Eine im Februar 2002 durchgeführte Studie des ‘Programms für Entwicklungsstudien’ an der Bir-Zeit-Universität / Westbank - fand heraus, daß: “...77 Prozent daran glauben, daß sowohl Palästinenser als auch Israelis ein Recht darauf haben, in Frieden und Sicherheit zu leben. 73 Prozent sind der Ansicht, wenn erst ein Palästinenserstaat errichtet sei, müßten die Palästinenser und die Israelis gemeinsam am Ziel einer friedlichen Koexistenz weiterarbeiten.”(2) Diese Umfrage wurde allerdings durchgeführt, bevor wir durch unsere letzte zerstörerische Invasion noch mehr Haß gesät haben. Wir sollten uns daher endlich zügig zurückziehen - bevor wir in dieser Hinsicht noch mehr Flurschaden anrichten.

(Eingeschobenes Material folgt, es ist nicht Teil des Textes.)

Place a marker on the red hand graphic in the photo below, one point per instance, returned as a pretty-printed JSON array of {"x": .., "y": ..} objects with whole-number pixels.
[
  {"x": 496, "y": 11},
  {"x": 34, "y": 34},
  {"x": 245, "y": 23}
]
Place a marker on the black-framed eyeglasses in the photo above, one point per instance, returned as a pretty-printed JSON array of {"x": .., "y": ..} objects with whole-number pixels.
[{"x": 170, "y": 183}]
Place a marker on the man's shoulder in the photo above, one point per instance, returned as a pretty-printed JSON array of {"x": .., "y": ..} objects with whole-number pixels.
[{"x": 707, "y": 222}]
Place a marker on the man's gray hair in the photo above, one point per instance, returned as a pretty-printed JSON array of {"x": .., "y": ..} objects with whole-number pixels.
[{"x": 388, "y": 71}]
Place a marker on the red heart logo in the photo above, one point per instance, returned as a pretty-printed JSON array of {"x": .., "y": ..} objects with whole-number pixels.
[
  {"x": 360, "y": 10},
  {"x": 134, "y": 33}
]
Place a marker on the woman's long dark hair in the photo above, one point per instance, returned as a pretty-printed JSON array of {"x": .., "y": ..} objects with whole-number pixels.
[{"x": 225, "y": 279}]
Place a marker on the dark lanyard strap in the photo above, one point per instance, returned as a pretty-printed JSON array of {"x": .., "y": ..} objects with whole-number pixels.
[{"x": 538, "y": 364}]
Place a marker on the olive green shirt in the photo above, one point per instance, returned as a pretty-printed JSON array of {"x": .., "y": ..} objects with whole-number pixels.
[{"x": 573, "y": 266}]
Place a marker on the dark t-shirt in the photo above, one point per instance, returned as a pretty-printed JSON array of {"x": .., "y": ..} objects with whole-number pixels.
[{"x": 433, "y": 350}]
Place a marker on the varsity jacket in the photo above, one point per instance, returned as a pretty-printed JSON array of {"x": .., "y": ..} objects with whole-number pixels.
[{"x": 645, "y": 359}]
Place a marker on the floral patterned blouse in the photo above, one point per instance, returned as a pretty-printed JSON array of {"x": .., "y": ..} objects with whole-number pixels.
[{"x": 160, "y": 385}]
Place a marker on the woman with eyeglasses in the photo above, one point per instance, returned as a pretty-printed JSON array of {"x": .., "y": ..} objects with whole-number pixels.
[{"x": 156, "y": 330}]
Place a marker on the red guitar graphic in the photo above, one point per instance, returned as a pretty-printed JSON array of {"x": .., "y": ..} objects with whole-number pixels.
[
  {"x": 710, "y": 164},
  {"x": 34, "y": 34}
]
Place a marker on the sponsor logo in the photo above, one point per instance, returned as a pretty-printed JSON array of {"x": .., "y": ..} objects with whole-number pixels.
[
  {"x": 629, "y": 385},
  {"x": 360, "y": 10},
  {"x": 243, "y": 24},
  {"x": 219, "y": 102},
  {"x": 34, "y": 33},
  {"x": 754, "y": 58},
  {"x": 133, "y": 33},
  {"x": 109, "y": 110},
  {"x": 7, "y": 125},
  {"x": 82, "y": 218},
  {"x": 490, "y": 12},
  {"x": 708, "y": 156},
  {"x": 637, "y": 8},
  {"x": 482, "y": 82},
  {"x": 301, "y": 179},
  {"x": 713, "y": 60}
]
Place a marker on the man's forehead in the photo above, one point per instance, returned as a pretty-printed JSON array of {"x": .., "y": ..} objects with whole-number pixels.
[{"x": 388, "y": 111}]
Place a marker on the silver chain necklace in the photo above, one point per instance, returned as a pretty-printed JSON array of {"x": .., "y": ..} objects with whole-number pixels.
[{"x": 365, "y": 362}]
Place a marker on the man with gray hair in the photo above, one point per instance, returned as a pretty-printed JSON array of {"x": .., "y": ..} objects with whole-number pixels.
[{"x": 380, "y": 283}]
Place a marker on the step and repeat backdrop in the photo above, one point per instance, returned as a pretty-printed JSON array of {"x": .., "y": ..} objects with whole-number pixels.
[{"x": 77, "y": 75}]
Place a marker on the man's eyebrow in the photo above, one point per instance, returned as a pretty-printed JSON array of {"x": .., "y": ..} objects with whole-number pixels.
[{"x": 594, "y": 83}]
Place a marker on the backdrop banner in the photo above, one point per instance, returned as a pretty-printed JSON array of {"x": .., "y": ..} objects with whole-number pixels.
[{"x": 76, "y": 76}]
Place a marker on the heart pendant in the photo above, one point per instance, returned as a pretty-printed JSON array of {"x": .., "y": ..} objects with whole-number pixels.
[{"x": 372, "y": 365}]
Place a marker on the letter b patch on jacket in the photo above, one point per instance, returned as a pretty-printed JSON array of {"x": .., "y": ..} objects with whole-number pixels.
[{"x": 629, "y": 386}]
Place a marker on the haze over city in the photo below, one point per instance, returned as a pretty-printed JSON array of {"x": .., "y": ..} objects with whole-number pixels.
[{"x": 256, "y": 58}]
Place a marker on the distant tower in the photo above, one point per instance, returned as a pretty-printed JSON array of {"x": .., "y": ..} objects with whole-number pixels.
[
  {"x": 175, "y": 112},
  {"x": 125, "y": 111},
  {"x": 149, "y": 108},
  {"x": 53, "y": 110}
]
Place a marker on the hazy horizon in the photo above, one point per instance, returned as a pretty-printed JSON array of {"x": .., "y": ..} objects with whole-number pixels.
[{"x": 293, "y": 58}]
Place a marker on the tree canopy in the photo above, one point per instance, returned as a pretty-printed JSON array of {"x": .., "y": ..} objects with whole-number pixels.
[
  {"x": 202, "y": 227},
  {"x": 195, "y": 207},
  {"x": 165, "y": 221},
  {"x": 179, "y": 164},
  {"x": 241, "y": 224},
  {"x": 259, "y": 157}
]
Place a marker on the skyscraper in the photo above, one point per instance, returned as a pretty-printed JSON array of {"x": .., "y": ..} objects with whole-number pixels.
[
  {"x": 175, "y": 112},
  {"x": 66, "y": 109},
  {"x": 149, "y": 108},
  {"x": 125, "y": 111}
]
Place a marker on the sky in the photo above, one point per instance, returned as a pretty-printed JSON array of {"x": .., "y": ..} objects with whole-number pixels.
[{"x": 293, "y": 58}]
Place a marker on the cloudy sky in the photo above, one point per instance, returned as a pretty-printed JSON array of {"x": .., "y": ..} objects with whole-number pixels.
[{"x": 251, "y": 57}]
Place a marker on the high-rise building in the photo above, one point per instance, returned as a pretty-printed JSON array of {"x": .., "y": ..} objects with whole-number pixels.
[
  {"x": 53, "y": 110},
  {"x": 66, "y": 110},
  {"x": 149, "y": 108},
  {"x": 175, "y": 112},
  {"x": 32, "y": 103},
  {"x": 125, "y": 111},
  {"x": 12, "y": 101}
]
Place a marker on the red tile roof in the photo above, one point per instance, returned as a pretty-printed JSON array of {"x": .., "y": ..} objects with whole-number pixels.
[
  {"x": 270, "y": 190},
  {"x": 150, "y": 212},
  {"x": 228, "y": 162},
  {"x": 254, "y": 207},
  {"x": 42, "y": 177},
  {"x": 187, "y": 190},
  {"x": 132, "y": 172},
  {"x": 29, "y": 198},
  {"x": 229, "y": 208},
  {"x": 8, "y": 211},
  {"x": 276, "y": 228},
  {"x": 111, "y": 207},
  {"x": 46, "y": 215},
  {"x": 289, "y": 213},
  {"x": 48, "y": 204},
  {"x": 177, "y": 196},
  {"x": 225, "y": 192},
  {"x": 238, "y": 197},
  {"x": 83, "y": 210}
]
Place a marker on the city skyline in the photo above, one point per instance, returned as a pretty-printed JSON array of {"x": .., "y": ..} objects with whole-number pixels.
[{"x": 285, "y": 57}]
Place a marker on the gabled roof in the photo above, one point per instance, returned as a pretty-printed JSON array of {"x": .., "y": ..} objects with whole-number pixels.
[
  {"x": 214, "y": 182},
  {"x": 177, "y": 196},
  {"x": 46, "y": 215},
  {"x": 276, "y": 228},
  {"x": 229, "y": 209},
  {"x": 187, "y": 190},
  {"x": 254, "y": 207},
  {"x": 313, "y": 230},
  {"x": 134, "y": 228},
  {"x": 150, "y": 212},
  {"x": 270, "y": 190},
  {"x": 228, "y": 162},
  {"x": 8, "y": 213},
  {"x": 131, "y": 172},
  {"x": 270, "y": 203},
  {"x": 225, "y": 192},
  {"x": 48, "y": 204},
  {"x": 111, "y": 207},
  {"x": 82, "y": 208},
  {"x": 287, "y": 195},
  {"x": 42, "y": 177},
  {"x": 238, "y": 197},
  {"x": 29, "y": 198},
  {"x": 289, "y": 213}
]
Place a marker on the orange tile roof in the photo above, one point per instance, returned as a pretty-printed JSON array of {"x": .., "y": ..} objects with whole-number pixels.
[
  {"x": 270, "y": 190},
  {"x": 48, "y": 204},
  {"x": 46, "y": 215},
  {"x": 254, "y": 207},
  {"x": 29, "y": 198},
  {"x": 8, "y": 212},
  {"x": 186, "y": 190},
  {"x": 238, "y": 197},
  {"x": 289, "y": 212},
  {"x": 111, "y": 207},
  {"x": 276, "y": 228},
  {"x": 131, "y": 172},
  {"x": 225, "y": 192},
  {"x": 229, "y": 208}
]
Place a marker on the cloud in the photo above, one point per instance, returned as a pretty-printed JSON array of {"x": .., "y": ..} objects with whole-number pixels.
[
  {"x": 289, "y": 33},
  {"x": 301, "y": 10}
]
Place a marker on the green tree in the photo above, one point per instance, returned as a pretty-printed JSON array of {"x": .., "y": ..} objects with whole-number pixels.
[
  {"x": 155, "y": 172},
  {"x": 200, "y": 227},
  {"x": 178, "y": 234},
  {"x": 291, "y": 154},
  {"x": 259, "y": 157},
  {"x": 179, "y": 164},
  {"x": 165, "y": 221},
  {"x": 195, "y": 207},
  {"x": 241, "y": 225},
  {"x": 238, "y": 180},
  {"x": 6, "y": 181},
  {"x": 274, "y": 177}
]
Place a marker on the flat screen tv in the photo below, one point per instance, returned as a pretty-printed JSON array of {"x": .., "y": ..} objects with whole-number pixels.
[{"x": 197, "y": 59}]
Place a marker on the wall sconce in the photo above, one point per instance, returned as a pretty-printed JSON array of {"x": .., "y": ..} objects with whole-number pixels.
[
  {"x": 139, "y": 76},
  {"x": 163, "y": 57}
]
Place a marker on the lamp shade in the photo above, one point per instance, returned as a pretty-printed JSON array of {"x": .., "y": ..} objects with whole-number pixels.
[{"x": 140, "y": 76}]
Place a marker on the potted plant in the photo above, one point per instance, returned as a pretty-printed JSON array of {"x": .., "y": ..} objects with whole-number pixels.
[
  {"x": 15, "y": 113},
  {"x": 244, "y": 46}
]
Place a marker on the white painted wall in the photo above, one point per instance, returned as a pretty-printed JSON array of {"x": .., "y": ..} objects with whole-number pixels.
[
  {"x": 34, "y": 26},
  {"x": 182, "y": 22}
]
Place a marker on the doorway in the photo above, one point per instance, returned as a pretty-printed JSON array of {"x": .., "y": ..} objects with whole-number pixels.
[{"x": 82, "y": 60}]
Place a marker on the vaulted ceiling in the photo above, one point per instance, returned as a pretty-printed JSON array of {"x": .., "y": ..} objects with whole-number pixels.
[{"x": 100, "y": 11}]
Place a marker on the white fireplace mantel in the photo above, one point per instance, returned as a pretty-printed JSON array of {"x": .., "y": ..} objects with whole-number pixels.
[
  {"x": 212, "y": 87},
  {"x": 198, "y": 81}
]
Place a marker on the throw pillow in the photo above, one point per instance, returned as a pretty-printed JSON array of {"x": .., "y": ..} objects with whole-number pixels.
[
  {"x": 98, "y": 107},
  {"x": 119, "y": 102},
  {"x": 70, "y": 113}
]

Obgleich, wie gesagt, eine Mehrheit der in den Umfragen befragten Israelis für Option eines 'sofortigen Rückzugs' votiert, fehlt dieser Mehrheit bis jetzt noch die Stimme. Denn anstatt für diesen sofortigen Rückzug einzutreten (‘latzet myiad mehashtachim’) reden die Sprecher des ‘Friedenslagers’ immer nur von ‘Separation’ und ‘Zäunen’.
“Ich mag das Wort ‘Separation’ nicht”, sagt dagegen Ami Ayalon in dem oben zitierten Interview, “es erinnert mich zu sehr an Südafrika.”

Warum haben sie eigentlich nicht Ayalon auf die Rednerliste gesetzt - auf jener Massendemo der Friedenskoalition? Die Politiker im israelischen ‘Friedenslager’ haben jahrelange Erfahrung damit, die Vielen, die gegen die Siedlungen sind, hinzuhalten bzw. den Status quo zu bewahren. Die Barak-Anhänger wollen Separation und Zäune, Peres und Beilins Leute wollen “die Wiederaufnahme von Verhandlungen” - und inzwischen bleibt man ruhig in den ‘Besetzten Gebieten’. Amos Oz hat auf jener Demonstration dafür geworben, sich wieder in die Sackgasse von Camp-David und Taba zu begeben (Die Rede von Amos Os). ‘Peace now’ bleibt dabei immer mehr auf der Strecke. Und wenn die Mehrheit der Israelis jetzt nicht aufpaßt, werden obige Leute erneut gewinnen.

(1) Ha’aretz online, 10. Mai 2002 (‘Umfrageergebnis: 59 Prozent sagen, Rückzug aus der Westbank und Gaza würde den Friedensprozeß erneuern’ / Associated Press). Das ganze Umfrageergebnis unter: www.peacenow.org/Campaign2002/PollMay2002.rtf
(2) Die Studie wurde anhand von 1,198 Befragten vom 7. bis 9. Februar in 75 palästinensischen Wohngebieten der Westbank, des Gazastreifens und Ost- Jerusalems durchgeführt. Ihr Ergebnis (Palestinian Public Opinion Poll No. 6) ist nachzulesen unter: http://home.birzeit.edu/dsp/polls/p6/
Amira Hass hat die Ergebnisse in der ‘Ha’aretz’ vom 19. Febr. 2002 zusammengefaßt.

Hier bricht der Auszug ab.